Emma Popik „Zbrodnia w wyższych sferach” - recenzja
Dodane: 02-08-2019 21:17 ()
Emma Popik znana jest przede wszystkim koneserom polskiej fantastyki. Jednak dzisiaj ta niepospolita autorka skupia się głównie na pisaniu książek obyczajowych i kryminalnych. To gatunki literackie, w których panuje ogromna konkurencja, choć jednocześnie książki spod ich znaku są najchętniej czytane i kupowane. Jednak ci najlepsi nie muszą obawiać się żadnej konkurencji. A o tym, kto rzeczywiście zasługuje na miano najlepszego, decydują czytelnicy, którzy na pewno nie pominą okazji do zapoznania się ze „Zbrodnią w wyższych sferach".
Joachim Maleczko jest bankrutem. Ostatnie, co mu zostało, to dwa wyścigowe konie, za których utrzymanie w ekskluzywnej stajni nawet już nie płaci, bo nie ma z czego. Karmi je z litości stajenny, który nie może patrzeć na głodujące zwierzęta. Przy tej czynności właśnie zastaje go Manuela Perełkiewicz, córka zamożnego producenta skrzynek, nudząca się w Końskowicach i szukająca rozrywki. Zyskuje od chłopaka wiadomość, która niezmiernie ucieszyłaby jej ojca, mającego własne kalkulacje co do losu rumaków. Joachim zaciągnął swego czasu u niego dług, na którego poczet konie mogą zostać odebrane, a jako doskonałe wyścigowce przyniosłyby nowemu wierzycielowi prawdziwą fortunę. A Karol Perełkiewicz, choć w głębi serca gardzi elitą bogaczy, o niczym nie marzy tak jak o tym, by się w niej znaleźć. Zdobyta przez Manuelę informacja o niewypłacalności Joachima jest więc na wagę złota. A raczej może byłaby, gdyby nie jeden szkopuł - Maleczko wciąż może zdobyć pieniądze na spłatę i co wtedy? Niespodziewanie ten problem zostaje rozwiązany, jednak w sposób, który rodzi znacznie poważniejsze problemy niż kwestia długu i czyichś ambicji...
„Zbrodnia w wyższych sferach" to nie tylko zagadka kryminalna pod tytułem „kto zabił?". To także ostra, zjadliwa satyra na społeczność „pięknych i bogatych". Obnażony świat, w którym wszystko jest na sprzedaż i wszystko można kupić, byle dysponować odpowiednio dużą sumą. Każdy w tym świecie od maleńkości uczy się, że liczy się nie człowiek, a jego konto bankowe. Zwierzęta to nie nasi przyjaciele, a przedmioty, warte określoną sumę i traktowane w zależności od tego, jaką. W podobny sposób traktowani są ludzie - bogatszych się szanuje, z równymi się trzyma sztamę, a biedniejszych się wykorzystuje lub się wprost ich kupuje. Aż cisną się na usta słowa z książki Jacka Nawrota „A w Patafii nie bardzo” - człowiek człowiekowi kieszenią ani pokochać, ani się pokłócić, ani pogłaskać, ani uderzyć. Można tylko wyjąć pieniądze lub włożyć pieniądze. Nakreślony przez Emmę Popik obraz staje się jeszcze mroczniejszy, gdy człowiek uświadomi sobie, że został on wzięty z rzeczywistości. Być może opisana sytuacja nie miała miejsca, ale spokojnie mogła mieć. Bo obecni na kartach powieści ludzie są wszędzie wokoło nas.

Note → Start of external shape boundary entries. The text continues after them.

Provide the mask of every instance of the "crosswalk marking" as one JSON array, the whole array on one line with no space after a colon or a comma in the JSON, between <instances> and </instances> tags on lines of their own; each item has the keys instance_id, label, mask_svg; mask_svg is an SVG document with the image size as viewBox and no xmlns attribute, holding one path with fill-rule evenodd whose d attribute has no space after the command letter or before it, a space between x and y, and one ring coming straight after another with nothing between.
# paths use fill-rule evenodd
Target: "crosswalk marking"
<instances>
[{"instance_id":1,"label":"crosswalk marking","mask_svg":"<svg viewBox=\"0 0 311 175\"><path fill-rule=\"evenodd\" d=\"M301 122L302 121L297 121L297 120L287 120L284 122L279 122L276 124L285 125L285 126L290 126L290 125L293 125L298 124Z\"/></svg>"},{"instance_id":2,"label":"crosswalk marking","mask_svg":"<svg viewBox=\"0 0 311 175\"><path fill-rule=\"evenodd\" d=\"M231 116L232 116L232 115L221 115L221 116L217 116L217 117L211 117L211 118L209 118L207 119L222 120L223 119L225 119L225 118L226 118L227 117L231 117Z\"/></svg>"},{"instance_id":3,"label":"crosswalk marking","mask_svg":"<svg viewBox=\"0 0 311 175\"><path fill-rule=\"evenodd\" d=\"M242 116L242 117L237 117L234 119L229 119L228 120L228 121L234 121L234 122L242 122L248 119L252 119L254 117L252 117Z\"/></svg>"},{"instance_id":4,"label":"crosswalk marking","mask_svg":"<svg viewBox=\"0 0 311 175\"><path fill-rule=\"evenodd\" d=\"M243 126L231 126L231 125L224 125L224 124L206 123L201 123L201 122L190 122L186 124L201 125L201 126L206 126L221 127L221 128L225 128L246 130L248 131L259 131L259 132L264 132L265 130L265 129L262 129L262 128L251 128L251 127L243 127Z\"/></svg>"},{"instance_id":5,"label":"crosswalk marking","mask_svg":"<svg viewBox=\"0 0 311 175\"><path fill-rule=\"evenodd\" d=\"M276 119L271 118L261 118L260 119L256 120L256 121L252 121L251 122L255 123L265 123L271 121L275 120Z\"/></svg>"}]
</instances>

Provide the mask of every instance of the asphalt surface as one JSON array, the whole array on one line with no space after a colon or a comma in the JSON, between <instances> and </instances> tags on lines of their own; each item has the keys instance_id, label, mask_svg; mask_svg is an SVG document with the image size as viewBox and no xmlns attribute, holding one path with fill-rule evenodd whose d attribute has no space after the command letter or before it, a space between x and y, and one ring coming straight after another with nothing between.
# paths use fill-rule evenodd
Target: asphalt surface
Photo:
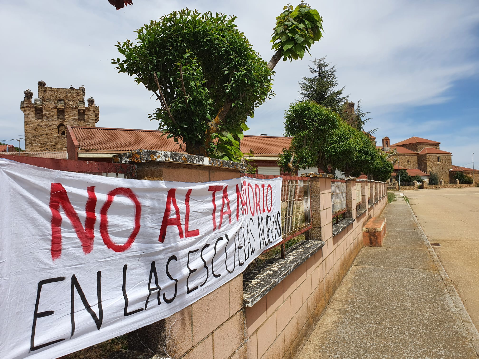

Emma Popik ukazuje czytelnikowi tytułowe „wyższe sfery” jako coś do cna przeżartego zepsuciem moralnym. Małżeństwa są w tym światku umową handlową jak w dawnych wiekach. Słowa takie jak lojalność, honor czy uczciwość budzą politowanie. Zagadka kryminalna jest o tyle ciekawa, o ile może komuś zaszkodzić. Ofiara zbrodni jako istota ludzka wydaje się nieistotna - dla obecnego na aukcji dziennikarza to tylko temat, który może przynieść mu sławę, dla bezwzględnego dorobkiewicza przeszkoda w jego planie wejścia do elity. Dla innych zaś tylko frajer, który dał się zabić i narobił im problemów. Z tym większym zaangażowaniem śledzimy rozwój sytuacji, mając nadzieję, że mordercą okaże się jeden z tym najbardziej antypatycznych i nadętych swoją ważnością złotych cielców.
Doskonała lektura dla miłośników kryminałów - oryginalna i niepozbawiona drugiego dna.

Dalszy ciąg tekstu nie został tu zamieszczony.